Friday 13 December 2013

SO not sexy! Mexican lawmaker STRIPS TO HIS UNDERWEAR to protest controversial bill (PHOTOS)

Antonio Garcia of the Party of the Democratic Revolution (PRD) addresses the audience after stripping down to his underwear during his speech on the podium during the overnight debate to symbolize the stripping of Mexico's oil wealth 
The historic vote in the Mexican Congress to open the country’s state-run oil industry to foreign investors for the first time in 70 years, was preceded by passionate debate, fisticuffs and worst of all, one legislator’s ‘striptease’.
A member of the leftisit Democratic Revolution Party, Antonio Garcia Conejo, stripped down to his underwear during a speech yesterday, to dramatize his assertion that the bill is a ‘plunder of the nation’.
The 353-134 vote will allow the government to give contract and licences to private foreign and domestic companies to explore and drill for oil and gas. The proposed move is currently prohibited under Mexico’s constitution. 
It is believed that the final step, which is the approval by 17 of Mexico’s 31 states, is widely seen as assured.

According to reports:
The state-run oil company, Petroleos Mexicanos, or Pemex, has had a monopoly since the government took over operations of foreign oil companies in 1938, a move that has been revered ever since as a symbol of national sovereignty.
Opponents say they fear that multinationals, especially from the U.S., will once again regain the sort of domination they had over Mexico’s oil before 1938. Mexico remains one of the top five crude exporters to the U.S., shipping more than 1million barrels a day. Leftist lawmakers tried to block discussion of the measure on Wednesday by seizing the main chamber of the House of Deputies, blocking access with chairs and tables.
When the debate was moved to another room, they dragged out discussion for 20 hours before the measure was finally approved. “The homeland is not for sale! The homeland is to be defended!” they shouted while holding protest signs and Mexican flags.
The proceedings took a strange turn when just before dawn Garcia Conejo took the podium to protest the measuring, shedding his suit and tie. Standing in a pair of black briefs on the dais, the chubby middle-aged lawmaker accused the ruling party of depleting the nation’s assets by signing off on past privatizations of telecommunications.
“This is how you’re stripping the nation. Where is the benefit? How shameful! But this doesn’t embarrass me,” he proclaimed. “You, too, have a body.”
No shame: Conejo proclaimed that he is not embarrassed to appear nearly nude on the floor of the chamber 
Victory: Mexican congressmen celebrate after the lower house gave the final approval to a landmark energy reform in Mexico City December 12
They say major change is needed to rescue Mexico’s moribund oil industry, where production has declined, and where Pemex hasn’t had the finances or expertise needed to tap the country’s vast deep-water and shale reserves.

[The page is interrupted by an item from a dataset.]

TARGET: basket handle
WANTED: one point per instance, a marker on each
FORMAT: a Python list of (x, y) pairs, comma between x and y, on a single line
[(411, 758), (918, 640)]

While oil output has been rising in the U.S. and Canada, Mexico’s production has fallen 25 per cent since 2004 despite increased investment.
According to Pemex statistics, the company has nearly 14billion barrels in proven reserves and up to 115billion barrels in prospective reserves, about half of which are in deep water or shale oil and gas.
Blockade: Leftist lawmakers tried to halt discussion of the measure on Wednesday by seizing the main chamber of the House of Deputies 
Public rage: Demonstrators shout slogans against political reforms in front of riot police guarding outside at the National Congress in protest against the newly approved energy reform
“The opening of Mexico’s markets to put it bluntly, we believe is very good for the people of Mexico and the people everywhere in the world that uses energy,” William Colton, Exxon Mobil’s vice president of corporate strategic planning, said in a webcast before the vote Thursday. “It’s win-win if there ever was one.”
Supporters say a better energy sector could add at least a full percentage point to Mexico’s annual growth rate, which was scaled back dramatically this year from a projected 3.5 per cent to 1.3 per cent. Backers also say it will be a boon to all three countries, the U.S., Canada and Mexico, in the North American Free Trade Agreement.

“We are going to be able to develop services and competencies in dealing with energy that are transferrable from one country to another,” Thomas Donohue, president of the U.S. Chamber of Commerce, told The Associated Press.